Das für die Entscheidung über diese Beschwerde zuständige LSG Essen hat den Bezirksrevisor mit Vergütung vom 13.4.2023 darauf hingewiesen, seine Beschwerde sei unzulässig, da sie nicht als elektronisches Dokument übermittelt worden sei. Der Bezirksrevisor hat von der ihm eingeräumten Möglichkeit, hierzu Stellung zu nehmen, keinen Gebrauch gemacht.

Das LSG Essen hat die Beschwerde des Bezirksrevisors als unzulässig verworfen.

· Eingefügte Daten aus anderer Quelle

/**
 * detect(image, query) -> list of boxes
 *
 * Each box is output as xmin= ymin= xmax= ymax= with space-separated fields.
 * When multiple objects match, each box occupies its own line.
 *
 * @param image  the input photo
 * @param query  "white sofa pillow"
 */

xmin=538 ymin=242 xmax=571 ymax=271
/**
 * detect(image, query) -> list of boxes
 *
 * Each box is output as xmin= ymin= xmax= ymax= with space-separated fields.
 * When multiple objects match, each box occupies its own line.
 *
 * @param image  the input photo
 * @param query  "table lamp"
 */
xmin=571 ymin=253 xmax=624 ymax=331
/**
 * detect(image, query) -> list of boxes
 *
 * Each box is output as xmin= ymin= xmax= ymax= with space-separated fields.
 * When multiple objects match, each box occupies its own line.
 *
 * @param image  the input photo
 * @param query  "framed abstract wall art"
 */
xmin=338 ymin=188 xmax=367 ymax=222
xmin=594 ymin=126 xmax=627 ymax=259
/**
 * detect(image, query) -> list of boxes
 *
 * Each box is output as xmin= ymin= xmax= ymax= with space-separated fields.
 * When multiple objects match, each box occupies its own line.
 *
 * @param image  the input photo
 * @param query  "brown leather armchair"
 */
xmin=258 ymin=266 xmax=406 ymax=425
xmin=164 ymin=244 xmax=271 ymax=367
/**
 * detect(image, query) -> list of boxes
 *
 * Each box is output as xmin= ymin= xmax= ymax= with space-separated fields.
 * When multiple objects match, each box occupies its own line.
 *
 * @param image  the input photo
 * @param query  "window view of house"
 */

II. Zulässigkeit der Beschwerde

1. Beschwerdeführer

Das LSG Essen hat zunächst darauf hingewiesen, dass nach den maßgeblichen landesrechtlichen Vorschriften im Verfahren auf Festsetzung der PKH-Anwaltsvergütung das Land Nordrhein-Westfalen als "Staatskasse" anzusehen ist, das vom Bezirksrevisor vertreten werde. Dieser sei organisatorisch dem Land Nordrhein-Westfalen zugeordnet und trete für dieses Land als Handelnder auf. Beschwerdeführer sei jedoch gleichwohl das Land Nordrhein-Westfalen als juristische Person des öffentlichen Rechts.

2. Form der Beschwerde

Nach den weiteren Ausführungen des LSG Essen ist eine Beschwerde im Verfahren auf Festsetzung der PKH-Anwaltsvergütung gem. § 56 Abs. 2 S. 1 RVG i.V.m. § 33 Abs. 7 RVG schriftlich einzureichen oder zu Protokoll der Geschäftsstelle abzugeben. Gem. § 12b S. 1 RVG sind in Verfahren nach dem RVG die verfahrensrechtlichen Vorschriften über die elektronische Akte und über das elektronische Dokument für dasjenige Verfahren anzuwenden, in dem der Rechtsanwalt die Vergütung erhält. Dies war hier das sozialgerichtliche Verfahren, das vor dem SG Gelsenkirchen begonnen hatte.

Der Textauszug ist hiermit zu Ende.